In [1]:
%load_ext autoreload
%autoreload 2

from coeditor.common import *
import os

os.chdir(proj_root())

This notebook demonstrates how to extract code completion problems from real code changes. Let's start by picking 4 random commits from the history of this project.

In [2]:
from coeditor.git import get_commit_history, CommitInfo

repo_root = proj_root()

commits = get_commit_history(
    repo_root, 4, commit_id="84cfd5206348ecc3f54d202b830f803d8a03f26f"
)
for c in commits[:3]:
    print(c)


CommitInfo(hash='84cfd5206348ecc3f54d202b830f803d8a03f26f', parents=('a1e2b73ab836924d0b1f9ed88e4fd90e7a6f61e6',), msg='Add ablation: dense attention.')
CommitInfo(hash='a1e2b73ab836924d0b1f9ed88e4fd90e7a6f61e6', parents=('ecdbdc3875e47887ff3c0320fd1367af28d0a491',), msg='Implement ablation: current_code_only.')
CommitInfo(hash='ecdbdc3875e47887ff3c0320fd1367af28d0a491', parents=('ad918b35e2b8314f30a7f8ffc1e957c9f49956df',), msg='Exclude builtins defs in ctx by default.')


We can then extract `FIMProblem` instances from these commits using `edits_from_commit_history` function by specifying `C3CompletionGenerator` as the change_processor.

In [3]:
from coeditor.scoped_changes import edits_from_commit_history
from coeditor.experiments.code_completion import FIMProblem, C3CompletionGenerator

generator = C3CompletionGenerator()

workdir = proj_root() / "../temp-1"
fim_problems = edits_from_commit_history(
    repo_root, commits, workdir, change_processor=generator
)
print(f"{len(fim_problems) = }")


building initial project: 100%|██████████| 34/34 [00:01<00:00, 21.39it/s]
processing commits: 100%|██████████| 3/3 [00:07<00:00,  2.41s/it]

len(fim_problems) = 5





We can now visualize an example problem by first converting it into the input-output format used by CodeT5. Each problem instance asks the model to predict a missing line extracted that correspond to the last added line from the actual changes made to a given code region. Note that in this format, any previous changes made by the user are directly applied to the code that surrounds the missing line.
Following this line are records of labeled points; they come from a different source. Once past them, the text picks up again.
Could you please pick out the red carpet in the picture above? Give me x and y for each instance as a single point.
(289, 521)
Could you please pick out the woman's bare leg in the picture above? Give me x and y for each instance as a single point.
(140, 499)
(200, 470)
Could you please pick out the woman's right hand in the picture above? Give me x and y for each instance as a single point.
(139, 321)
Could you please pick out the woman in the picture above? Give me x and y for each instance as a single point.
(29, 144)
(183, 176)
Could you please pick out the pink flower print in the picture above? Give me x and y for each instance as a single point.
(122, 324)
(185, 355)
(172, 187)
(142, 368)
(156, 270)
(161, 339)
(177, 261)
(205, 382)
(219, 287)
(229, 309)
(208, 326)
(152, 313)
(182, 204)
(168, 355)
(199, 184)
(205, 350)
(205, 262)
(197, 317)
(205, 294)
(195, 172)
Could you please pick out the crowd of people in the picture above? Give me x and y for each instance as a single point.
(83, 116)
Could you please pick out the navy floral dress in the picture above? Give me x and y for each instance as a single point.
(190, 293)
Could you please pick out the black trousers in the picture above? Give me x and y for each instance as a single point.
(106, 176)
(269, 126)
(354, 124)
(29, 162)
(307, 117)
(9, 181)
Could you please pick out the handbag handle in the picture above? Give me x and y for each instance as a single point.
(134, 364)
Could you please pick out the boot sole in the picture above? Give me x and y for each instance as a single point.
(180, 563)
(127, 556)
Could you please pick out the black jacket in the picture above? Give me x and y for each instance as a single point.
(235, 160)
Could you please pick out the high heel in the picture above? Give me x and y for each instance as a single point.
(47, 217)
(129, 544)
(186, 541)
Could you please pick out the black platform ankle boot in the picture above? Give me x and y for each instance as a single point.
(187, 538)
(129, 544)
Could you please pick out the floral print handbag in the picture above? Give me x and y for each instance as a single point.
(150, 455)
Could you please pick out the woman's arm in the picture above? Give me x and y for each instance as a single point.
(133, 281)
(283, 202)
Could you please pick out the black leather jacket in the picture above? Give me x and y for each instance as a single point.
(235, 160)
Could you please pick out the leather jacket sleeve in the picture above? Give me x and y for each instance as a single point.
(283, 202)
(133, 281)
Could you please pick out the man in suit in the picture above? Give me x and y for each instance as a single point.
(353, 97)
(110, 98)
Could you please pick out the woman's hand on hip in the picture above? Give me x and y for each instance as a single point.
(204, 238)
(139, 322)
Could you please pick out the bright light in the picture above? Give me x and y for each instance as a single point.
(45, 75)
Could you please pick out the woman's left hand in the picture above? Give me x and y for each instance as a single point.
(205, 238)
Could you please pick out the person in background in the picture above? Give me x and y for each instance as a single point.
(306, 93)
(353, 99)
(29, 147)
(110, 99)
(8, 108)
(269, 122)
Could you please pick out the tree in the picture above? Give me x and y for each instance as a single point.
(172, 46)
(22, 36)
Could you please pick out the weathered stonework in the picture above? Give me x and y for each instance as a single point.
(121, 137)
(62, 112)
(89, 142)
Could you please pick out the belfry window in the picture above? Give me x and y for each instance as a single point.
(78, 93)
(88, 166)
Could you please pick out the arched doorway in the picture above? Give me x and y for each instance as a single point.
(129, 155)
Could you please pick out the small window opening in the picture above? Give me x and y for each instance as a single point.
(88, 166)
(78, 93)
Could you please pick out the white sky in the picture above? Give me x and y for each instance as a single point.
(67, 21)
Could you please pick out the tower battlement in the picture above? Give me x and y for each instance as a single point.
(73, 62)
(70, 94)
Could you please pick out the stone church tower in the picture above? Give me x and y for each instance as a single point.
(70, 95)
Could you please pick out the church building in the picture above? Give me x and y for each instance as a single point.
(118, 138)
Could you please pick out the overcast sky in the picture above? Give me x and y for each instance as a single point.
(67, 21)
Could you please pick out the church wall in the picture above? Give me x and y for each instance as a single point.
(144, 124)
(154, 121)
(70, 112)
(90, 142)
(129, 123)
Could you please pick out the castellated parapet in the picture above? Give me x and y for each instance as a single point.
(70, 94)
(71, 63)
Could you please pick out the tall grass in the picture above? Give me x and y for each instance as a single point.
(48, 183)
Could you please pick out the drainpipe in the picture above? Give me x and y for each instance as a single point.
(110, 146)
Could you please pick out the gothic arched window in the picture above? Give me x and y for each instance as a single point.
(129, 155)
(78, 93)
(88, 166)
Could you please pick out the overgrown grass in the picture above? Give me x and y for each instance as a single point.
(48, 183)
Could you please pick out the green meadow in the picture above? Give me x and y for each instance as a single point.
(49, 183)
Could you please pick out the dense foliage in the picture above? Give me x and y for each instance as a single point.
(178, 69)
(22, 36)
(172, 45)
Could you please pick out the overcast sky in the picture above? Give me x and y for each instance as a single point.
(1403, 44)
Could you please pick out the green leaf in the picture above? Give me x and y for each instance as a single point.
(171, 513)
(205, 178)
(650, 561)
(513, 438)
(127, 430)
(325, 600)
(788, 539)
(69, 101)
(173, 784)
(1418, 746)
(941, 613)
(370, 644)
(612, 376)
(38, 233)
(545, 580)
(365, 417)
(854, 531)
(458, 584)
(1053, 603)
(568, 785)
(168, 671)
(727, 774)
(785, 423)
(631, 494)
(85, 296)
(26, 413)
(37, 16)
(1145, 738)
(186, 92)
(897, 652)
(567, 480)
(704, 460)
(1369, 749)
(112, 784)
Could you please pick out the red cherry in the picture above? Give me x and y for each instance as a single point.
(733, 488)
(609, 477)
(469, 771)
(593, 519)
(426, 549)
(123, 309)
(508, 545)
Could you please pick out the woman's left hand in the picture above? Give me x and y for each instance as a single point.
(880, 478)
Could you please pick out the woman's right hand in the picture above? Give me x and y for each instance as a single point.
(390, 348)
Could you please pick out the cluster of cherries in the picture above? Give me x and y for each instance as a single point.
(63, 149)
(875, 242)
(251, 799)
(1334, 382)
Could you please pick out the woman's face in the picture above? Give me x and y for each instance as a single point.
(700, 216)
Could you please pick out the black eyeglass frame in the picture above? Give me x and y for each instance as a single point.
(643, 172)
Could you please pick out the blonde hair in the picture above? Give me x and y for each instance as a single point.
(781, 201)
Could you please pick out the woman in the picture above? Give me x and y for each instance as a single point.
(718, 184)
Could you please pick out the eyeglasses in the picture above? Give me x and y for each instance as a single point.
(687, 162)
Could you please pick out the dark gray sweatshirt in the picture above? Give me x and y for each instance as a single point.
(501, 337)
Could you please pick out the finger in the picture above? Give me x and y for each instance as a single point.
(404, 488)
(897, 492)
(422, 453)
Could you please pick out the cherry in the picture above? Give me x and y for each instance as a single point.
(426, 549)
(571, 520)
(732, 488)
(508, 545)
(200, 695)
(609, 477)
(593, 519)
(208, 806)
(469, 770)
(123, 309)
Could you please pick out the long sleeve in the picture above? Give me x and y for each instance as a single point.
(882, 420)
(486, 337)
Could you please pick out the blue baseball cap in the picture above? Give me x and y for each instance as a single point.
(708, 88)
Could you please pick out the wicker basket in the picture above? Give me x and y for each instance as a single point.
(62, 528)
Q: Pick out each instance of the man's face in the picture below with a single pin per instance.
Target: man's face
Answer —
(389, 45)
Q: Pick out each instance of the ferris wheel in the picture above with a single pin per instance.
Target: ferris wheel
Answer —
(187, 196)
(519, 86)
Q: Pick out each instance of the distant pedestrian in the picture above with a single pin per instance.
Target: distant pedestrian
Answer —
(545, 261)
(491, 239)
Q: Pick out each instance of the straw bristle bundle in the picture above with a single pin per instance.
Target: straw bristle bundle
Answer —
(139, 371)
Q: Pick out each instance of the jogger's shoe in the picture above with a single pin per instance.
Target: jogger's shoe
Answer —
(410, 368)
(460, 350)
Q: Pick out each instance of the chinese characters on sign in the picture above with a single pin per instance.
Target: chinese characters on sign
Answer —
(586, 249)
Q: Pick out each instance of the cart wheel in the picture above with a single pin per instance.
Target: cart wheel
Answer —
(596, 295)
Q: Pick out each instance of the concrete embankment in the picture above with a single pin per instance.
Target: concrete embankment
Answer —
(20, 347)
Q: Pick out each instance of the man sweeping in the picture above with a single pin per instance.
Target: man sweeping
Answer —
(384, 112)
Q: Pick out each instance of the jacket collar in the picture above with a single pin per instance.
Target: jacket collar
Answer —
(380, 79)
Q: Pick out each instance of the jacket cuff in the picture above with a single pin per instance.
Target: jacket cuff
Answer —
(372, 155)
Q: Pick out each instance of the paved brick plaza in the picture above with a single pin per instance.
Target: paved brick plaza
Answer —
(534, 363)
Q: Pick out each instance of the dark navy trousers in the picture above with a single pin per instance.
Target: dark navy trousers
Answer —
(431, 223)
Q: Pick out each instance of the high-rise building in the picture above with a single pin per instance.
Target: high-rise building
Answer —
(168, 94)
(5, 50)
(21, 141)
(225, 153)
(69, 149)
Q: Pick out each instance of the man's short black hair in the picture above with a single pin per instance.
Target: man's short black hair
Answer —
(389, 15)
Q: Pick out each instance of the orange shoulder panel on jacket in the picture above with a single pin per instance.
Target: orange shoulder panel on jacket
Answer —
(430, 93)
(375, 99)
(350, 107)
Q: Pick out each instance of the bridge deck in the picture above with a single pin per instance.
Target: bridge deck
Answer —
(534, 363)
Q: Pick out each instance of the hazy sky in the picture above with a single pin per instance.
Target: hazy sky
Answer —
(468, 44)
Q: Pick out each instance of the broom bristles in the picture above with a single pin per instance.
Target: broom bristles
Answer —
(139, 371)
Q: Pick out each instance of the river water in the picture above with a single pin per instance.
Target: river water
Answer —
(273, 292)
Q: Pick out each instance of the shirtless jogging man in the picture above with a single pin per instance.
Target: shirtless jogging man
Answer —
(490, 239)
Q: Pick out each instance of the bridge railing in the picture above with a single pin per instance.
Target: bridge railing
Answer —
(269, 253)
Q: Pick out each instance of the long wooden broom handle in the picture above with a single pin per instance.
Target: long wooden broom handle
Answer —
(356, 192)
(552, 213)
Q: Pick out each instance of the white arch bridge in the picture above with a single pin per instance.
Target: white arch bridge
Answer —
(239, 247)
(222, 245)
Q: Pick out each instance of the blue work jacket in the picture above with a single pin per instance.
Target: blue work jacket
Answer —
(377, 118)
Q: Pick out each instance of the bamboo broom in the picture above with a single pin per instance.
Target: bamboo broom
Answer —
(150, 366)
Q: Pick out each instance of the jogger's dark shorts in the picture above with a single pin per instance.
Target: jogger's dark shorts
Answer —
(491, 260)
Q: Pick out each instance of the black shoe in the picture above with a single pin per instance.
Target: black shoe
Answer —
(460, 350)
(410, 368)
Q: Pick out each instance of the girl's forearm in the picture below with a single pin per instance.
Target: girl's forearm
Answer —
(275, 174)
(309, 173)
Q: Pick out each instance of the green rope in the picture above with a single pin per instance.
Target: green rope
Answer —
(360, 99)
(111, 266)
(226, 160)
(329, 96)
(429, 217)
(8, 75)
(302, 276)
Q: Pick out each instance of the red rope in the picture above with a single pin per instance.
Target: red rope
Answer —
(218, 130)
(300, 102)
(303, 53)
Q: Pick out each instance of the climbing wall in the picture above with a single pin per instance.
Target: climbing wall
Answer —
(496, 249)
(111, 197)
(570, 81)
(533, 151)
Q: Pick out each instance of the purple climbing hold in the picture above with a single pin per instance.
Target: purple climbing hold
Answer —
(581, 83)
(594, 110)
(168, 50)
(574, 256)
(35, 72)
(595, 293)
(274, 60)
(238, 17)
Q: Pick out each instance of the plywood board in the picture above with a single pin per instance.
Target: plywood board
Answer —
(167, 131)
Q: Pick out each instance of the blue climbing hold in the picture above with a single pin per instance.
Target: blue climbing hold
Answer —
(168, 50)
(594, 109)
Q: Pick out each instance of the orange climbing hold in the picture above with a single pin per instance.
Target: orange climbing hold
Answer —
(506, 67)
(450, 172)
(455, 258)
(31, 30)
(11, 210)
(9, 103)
Feel free to change `ex_id` to see other examples.

In [4]:
from coeditor.encoding import decode_tokens, _Tokenizer


ex_id = 0
left, right = fim_problems[ex_id].get_contexts(_Tokenizer)
middle = fim_problems[ex_id].middle

# we use decode_tokens to convert the token sequences into strings
print_sections(
    ("middle", middle),
    ("left", left),
    ("right", right),
)


--------------------------------------------------------------------------------
middle:
                seg = seg + origin_line + [Newline_id]
--------------------------------------------------------------------------------
left:
,
) -> tuple[TokenSeq, ...]:
    """Truncate a list of token sequences to fit within a total length limit.
    Earlier sections have priority over later sections.
    """

    # first, reserve equal space to each section
    section_lens = [total_limit // len(sections) for _ in sections]
    remaining = total_limit
    for i, (tks, _) in enumerate(sections):
        l = min(len(tks), section_lens[i])
        remaining -= l
        section_lens[i] = l
    assert remaining >= 0

    # for the unused space, assign to ealier sections when possible
    for i, (tks, _) in enumerate(sections):
        if remaining <= 0:
            break
        inc = min(remaining, len(tks) - section_lens[i])
        section_lens[i] += inc
        remaining -= inc

    return tuple

Now let's load the CodeT5 and InCoder model and see how they perform on these problems.

In [5]:
from coeditor.experiments.code_completion import CodeT5Wrapper
codet5 = CodeT5Wrapper.from_pretrained("Salesforce/codet5-large")
# codet5 = CodeT5Wrapper.from_pretrained()
codet5.model.half().to("cuda")
None

In [6]:
print_sections(
    ("predicted", codet5.infill(left, right)),
    ("label", middle),
)

--------------------------------------------------------------------------------
predicted:
                return
--------------------------------------------------------------------------------
label:
                seg = seg + origin_line + [Newline_id]


In [7]:
from coeditor.experiments.in_coder import InCoderWrapper

incoder = InCoderWrapper.from_pretrained("facebook/incoder-1B", half_precision=True)
incoder.model.to("cuda")
None

In [8]:
left, right = fim_problems[ex_id].get_contexts(incoder.tokenizer)
print_sections(
    ("predicted", incoder.infill(left, right)),
    ("label", middle),
)

Token indices sequence length is longer than the specified maximum sequence length for this model (3943 > 2048). Running this sequence through the model will result in indexing errors


--------------------------------------------------------------------------------
predicted:
                indent = " " * 4
                label = cls.show_label(id_map.get(k, -1))
                lines.append(f"{label}:{indent(origin_line, ' ' * 4).lstrip()}")
            else:
                # show the added line
                section_lines = tk_splitlines(main_tk_lines.get(k, TokenSeq()))
                if section_lines:
                    origin_line = section_lines[-1]
                else:
                    origin_line = cls.BAD_DELETE
                indent = " " * 4
--------------------------------------------------------------------------------
label:
                seg = seg + origin_line + [Newline_id]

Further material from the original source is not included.